Los primeros éxitos de Conchita Montes fueron cinematográficos y llegaron sin haber pisado un escenario. Wenceslao Fernández Flórez obvia esta improvisación y elogia a la actriz por su papel en Frente de Madrid (1939) porque lo interpretó “sin teatralismos” (Fernández Flórez, 1940). La película resultó polémica por la versión supuestamente reconciliadora de Edgar Neville acerca de lo sucedido durante la guerra civil. La doctrina oficial todavía albergaba dudas en su tarea de reescribir la Historia, pero estas cuestiones quedaron al margen de la valoración de una actriz inédita. Su atractivo rostro podía integrarse en el nuevo star-system con la ayuda de la prensa, que por entonces respondía con disciplina militar a cualquier sugerencia procedente del poder. [Fig. 2]

Conchita Montes había vuelto a Madrid con buen pie y podía ayudar a Edgar Neville, todavía casado y pendiente de una depuración como diplomático al servicio de ambos bandos durante la guerra. El proceso se prolongaría varios años porque la dilación garantizaba la entusiasta fidelidad del afectado.

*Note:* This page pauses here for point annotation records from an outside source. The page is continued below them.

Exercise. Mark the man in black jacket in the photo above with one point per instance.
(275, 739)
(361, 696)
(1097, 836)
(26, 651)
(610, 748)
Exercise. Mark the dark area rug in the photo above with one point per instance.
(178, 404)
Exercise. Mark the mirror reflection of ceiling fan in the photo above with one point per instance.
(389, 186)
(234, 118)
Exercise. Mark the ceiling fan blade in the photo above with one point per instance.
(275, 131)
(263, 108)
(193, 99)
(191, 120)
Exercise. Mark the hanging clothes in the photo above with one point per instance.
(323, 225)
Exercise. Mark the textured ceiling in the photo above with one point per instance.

Otros colaboradores de ABC, el periódico fundamental para analizar la proyección de la actriz, calificaron su interpretación en Frente de Madrid como “dulce y sensible” (s.a., 1940), “sencilla y atractiva”, “ponderada y de gran belleza” (Ródenas, 1940)… La cosecha de elogios respondía a la novedad de un encanto en la pantalla sin los resabios del escenario. El balance auguraba un prometedor futuro en un escalafón con vacantes por los avatares bélicos y la necesidad de un imaginario acorde con los tiempos. La oportunidad no pasaba por quedarse en una Italia abocada a una nueva guerra, sino por volver para ocupar un puesto propio, disfrutar de las fortunas familiares y olvidar los episodios de lo innombrable.

La crítica se rindió ante el encanto de Conchita Montes y la convirtió en una estrella carente de pasado. Edgar Neville, tan enamorado como oportunista, potenció esta imagen dándole el protagonismo en los más dispares proyectos cinematográficos. Su carrera de actriz podía ir desde la resolución de un crimen en la calle Bordadores hasta la celebración de un domingo de carnaval junto a la impagable Julia Lajos, para culminar en un elegante baile después de ser florista junto al último caballo de la capital. El optimista sainete se mezclaba con la alta comedia sin olvidar las pesquisas criminales y un cervantismo de tintes ecologistas en Madrid, el escenario de estas películas de bajo presupuesto y singular concepción. La humilde florista pasaba a ser Adela, una dama cortejada por dos caballeros, sin apenas variar el registro y con su acento inconfundible, que sería admirado en la calle Serrano y aledaños. El mundo de Edgar Neville permitía esta homogeneidad de tratamientos. Tampoco importaba al público, escaso a tenor de las recaudaciones, semejante disparidad de papeles para una misma actriz, porque Conchita Montes se había forjado en las pantallas una personalidad propia y capaz de brillar entre tanta mediocridad. Su sonrisa ennoblece cualquier ambiente sin necesidad de plantearnos su pertinencia.